Catholic Communications, Sydney Archdiocese REPORT:
31 Oct 2011
For just under nine months, Sister Julianne Murphy RSJ has driven 27,118 kilometres across Australia visiting 107 schools, countless cities and town centres across Victoria, Queensland, NSW and WA as part of the Sisters of St Joseph's Travelling Roadshow - Australia Disaster Relief Recovery.
During this time she Zumba-ed with students at Australian Catholic University, visited Yarralumla where the Roadshow was welcomed by the Governor General, Quentin Bryce and most importantly of all, observed how Australia's Catholics and non-Catholics alike continued to be inspired by the life and work of St Mary of the Cross MacKillop.

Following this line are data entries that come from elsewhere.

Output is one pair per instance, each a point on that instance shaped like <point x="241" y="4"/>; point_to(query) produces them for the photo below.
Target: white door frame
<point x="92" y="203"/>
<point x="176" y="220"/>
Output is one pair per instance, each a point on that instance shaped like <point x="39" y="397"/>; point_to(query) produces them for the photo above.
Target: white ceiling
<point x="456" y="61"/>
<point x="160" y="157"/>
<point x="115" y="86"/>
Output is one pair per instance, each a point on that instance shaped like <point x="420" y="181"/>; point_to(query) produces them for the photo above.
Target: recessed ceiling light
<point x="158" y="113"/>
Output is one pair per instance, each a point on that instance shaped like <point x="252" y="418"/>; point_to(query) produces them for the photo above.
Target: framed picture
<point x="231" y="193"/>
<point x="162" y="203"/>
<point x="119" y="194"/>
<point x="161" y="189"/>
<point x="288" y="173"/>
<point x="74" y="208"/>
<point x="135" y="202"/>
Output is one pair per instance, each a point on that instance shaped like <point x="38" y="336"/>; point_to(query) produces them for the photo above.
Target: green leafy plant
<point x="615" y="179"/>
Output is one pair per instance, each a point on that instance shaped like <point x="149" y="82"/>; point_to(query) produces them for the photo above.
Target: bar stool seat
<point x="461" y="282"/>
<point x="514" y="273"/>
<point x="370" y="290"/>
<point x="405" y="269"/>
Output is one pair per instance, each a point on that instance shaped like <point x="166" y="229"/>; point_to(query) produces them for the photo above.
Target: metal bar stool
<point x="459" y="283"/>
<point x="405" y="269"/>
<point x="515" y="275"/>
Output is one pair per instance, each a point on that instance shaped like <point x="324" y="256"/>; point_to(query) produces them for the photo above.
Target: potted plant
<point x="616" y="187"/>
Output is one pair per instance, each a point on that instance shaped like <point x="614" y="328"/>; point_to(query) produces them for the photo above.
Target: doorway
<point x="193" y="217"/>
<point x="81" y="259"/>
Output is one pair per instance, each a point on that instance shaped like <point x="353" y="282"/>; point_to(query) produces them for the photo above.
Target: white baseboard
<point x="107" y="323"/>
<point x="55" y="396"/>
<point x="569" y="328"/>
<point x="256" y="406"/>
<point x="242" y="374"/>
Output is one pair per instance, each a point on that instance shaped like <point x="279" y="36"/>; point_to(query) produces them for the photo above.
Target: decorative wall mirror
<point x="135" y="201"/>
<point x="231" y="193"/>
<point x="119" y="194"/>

"There is a growing and deepening awareness of her legacy in communities, towns and cities throughout Australia, and since the canonisation, it seems people of all ages, walks of life and faith have taken her to their hearts," she says.
Although the 2011 Travelling Sisters Roadshow officially came to an end in Brisbane last weekend at the inaugural fundraising dinner for the Mary MacKillop Foundation, plans are already afoot for a 2012 Travelling Roadshow.
"We visited every State and Territory and met an estimated 28,351 children, but we've had so many requests from other schools and communities who missed out, that next year we're hitting the road again," Sr Julianne says.
As with this year's Roadshow she will be accompanied on each leg of her journey by different Sisters of St Joseph. But with the next Roadshow not due to start until March, she will still be behind the wheel of the now famous brightly-coloured Travelling Sisters Roadshow van.
Leaving Brisbane this week, she will drive the van to Sydney where it will go on display in Martin Place, with the Sisters of St Joseph helping to raise awareness about the Mary MacKillop Foundation and where Christmas Cards to help fund the Foundation can be bought.
Established in 1995, the Mary MacKillop Foundation continues its namesake's legacy and responding to people in need, offering hope and practical help by supporting small life-changing projects to provide relief from suffering, distress, poverty, destitution, misfortune and helplessness.
Sr Julianne will spend a week at Mary MacKillop Place in North Sydney and then faces another long drive with the van when she hits the highway and returns to her home in the Port Pirie Diocese of South Australia.
"But this time there'll be no rush and I can take my time," she says cheerfully, admitting that at the end of her almost nine month long odyssey she is both "exhausted and exhilarated."
"Travelling such a lot can be tiring but the experience of the past eight and a half months has been profound, filled with highlights and very special moments," she says.
The Travelling Sisters Roadshow was designed by the Sisters of St Joseph and the Mary MacKillop Foundation to help children in cities, towns and rural communities come to terms with the string of Australian disasters that devastated communities earlier this year, ranging from the floods across Queensland, NSW and Victoria to the destruction wrought by Cyclone Yasi to overwhelming damage to homes and livelihoods from the bushfires that swept WA early this year.
"Even if children are not directly impacted by these disasters, they can still be affected by the images they see on television," Sr Julianne explains.
A teacher and school principal in Port Pirie for more than two decades, one way Sr Julianne helped children come to terms with the disasters and understand what other children might be going through, was to help them "walk in those children's shoes."
Using a pair of shoes, children were encouraged to step into them and imagine what it was like for children on the other side of Australia whose homes had been swamped by floods or razed to the ground by bushfires. Sr Julianne also encouraged children to send postcards to the youngsters at schools in hard hit areas.
"They wrote to other children, sending them jokes or drawings or just saying 'thinking of you,'" she explains and admits she was delighted when she was in Tully recently, a town devastated by Cyclone Yasi, to discover the children had received postcards from their counterparts in WA as well as the Eastern states, and that the Tully youngsters were penning their own postcards in return.
There were also instances of spontaneous generosity among the children she spoke to.
"One small boy at a school in regional Australia listened intently to how much some people had lost and what it was like to suddenly have nothing. He was only six or seven but keen to help and on his own initiative picked the five apples on his family's apple tree and sold them to his classmates, and handed me the money to help those in need," she says.
The selflessness of children and their eagerness to help others was and is a continuing inspiration, she says.
In addition to helping children come to terms with the recent disasters, the Travelling Sisters Roadshow also raised awareness about the Mary MacKillop Foundation.
For the past 16 years, the Foundation has supported more than 300 projects. These include giving assistance to indigenous groups, people with disabilities as well as rural and isolated communities in need.
The Foundation also funds Aboriginal and Torres Strait Islander Tertiary Scholarships and since this initiative began, 32 young indigenous people have graduated with a further 35 currently in the midst of their studies.
"Every year we invite community-based self-help projects to apply for a 12-month grant of up to $10,000 with 40 such grants being awarded each year," Sr Julianne explains. "But in light of this year's series of natural disasters in Australian, the Foundation gave 40 extra grants to specific projects that focussed on disaster recovery."